Here is an interesting riddle on random matrices.  

(Rank of Random Binary Matrix). Let R(l,m,k) denote the number of binary matrices of dimension l \times m and rank k, so that by symmetry R(l,m,k)=R(m,l,k).  This is a repost of the solution that I have arrived at (certainly not the first!) and submitted as part of a homework (9) problem from the doctoral course  Modern coding theory (by Rudiger Urbanke) at  EPFL.  The sumbitted solution in PDF is available here.

Rank of a matrix G is essentially the number of nonzero rows when the matrix G is expressed in echelon form. So, we just need to compute the ways these matrices can be created with k non zero rows. Since the elements of the matrix are binary (from \mathbb{F}_{q=2}), we can simply do a counting.

It is trivial to compute R(l,m,k) for k=0 and k>l. For  k=0, only all zero matrix possible, and only one such matrix exist. Hence R(l,m,0)=1. For  l>k>0, since  k>\min(l,m), no matrix exist, which means R(l,m,k)=0 . 

Now we consider l=k>0.  How many ways? We have l=k  non zero rows of the l\times m  matrix, which means all rows must be nonzero. Without loss of generality, for counting, we could assume that, the rows are ordered. The last row (l^{th} row can be be done in 2^{m}-1,  since there anything other than all 0 vector (of size m) is allowed. On (l-1)-th row, anything other than that of row l is allowed. There are 2^{m}-2 ways here. l-2-th row can have anything except any linear combination of the rows l and l-1. This is nothing but 2^m-\left({\binom{2}{0}+\binom{2}{1}+\binom{2}{2}}\right)=2^m-2^2. Row l-3 then have 2^m-\left(\binom{3}{0}+\binom{3}{1}+\binom{3}{2}\right)=2^m-2^3 and so on. In all, Following the same procedure, we can have a total of  

= \left(2^m-1\right) \left(2^m-2^1\right)\left(2^m-2^2\right)\ldots \left(2^m-2^{l-1}\right)

=\left(2^m-1\right) 2^{1} \left(2^{m-1}-1\right) 2^{2} \left(2^{m-2}-1\right) \ldots 2^{l-1}\left(2^{m-l+1}-1\right)

=2^{0} 2^{1} 2^{2} \ldots 2^{l-1}\left(2^m-1\right)\left(2^{m-1}-1\right)\left(2^{m-2}-1\right)\ldots\left(2^{m-l+1}-1\right)

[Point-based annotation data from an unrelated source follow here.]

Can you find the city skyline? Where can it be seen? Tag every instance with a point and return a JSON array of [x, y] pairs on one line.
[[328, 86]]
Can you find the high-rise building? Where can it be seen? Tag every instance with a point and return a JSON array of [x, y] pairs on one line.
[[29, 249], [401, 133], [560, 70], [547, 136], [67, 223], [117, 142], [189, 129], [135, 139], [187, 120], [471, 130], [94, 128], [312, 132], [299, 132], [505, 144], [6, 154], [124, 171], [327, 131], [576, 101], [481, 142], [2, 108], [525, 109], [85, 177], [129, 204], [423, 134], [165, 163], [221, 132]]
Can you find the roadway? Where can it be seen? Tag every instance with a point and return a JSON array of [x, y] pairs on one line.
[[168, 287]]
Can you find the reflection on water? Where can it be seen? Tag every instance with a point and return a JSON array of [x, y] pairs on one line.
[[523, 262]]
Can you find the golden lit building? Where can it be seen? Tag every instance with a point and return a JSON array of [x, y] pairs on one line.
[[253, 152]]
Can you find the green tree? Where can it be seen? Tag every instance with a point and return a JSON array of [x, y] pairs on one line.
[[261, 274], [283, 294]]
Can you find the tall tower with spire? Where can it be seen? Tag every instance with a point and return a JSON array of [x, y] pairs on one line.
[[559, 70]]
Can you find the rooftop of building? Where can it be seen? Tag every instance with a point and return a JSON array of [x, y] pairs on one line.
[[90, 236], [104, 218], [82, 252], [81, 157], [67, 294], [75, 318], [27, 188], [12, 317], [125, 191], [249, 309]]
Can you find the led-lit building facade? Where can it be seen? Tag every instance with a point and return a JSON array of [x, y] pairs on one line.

=\prod_{i=0}^{l-1}{{2^i}\left(2^{m-i}-1\right)}

=\prod_{i=0}^{l-1}{\left(2^{m}-2^{i}\right)}

=\prod_{i=0}^{l-1}{2^m \left(1-2^{i-m}\right)}

=2^{ml} \prod_{i=0}^{l-1}{ \left(1-2^{i-m}\right)}

 ways.  For l>k>0, we can construct a rank k matrix of size l \times m in any of the following ways:

  1.  Take a rank k-1 matrix of size (l-1) \times m and add an independent row.
  2.  Take a rank k matrix of size (l-1) \times m and add a dependent row.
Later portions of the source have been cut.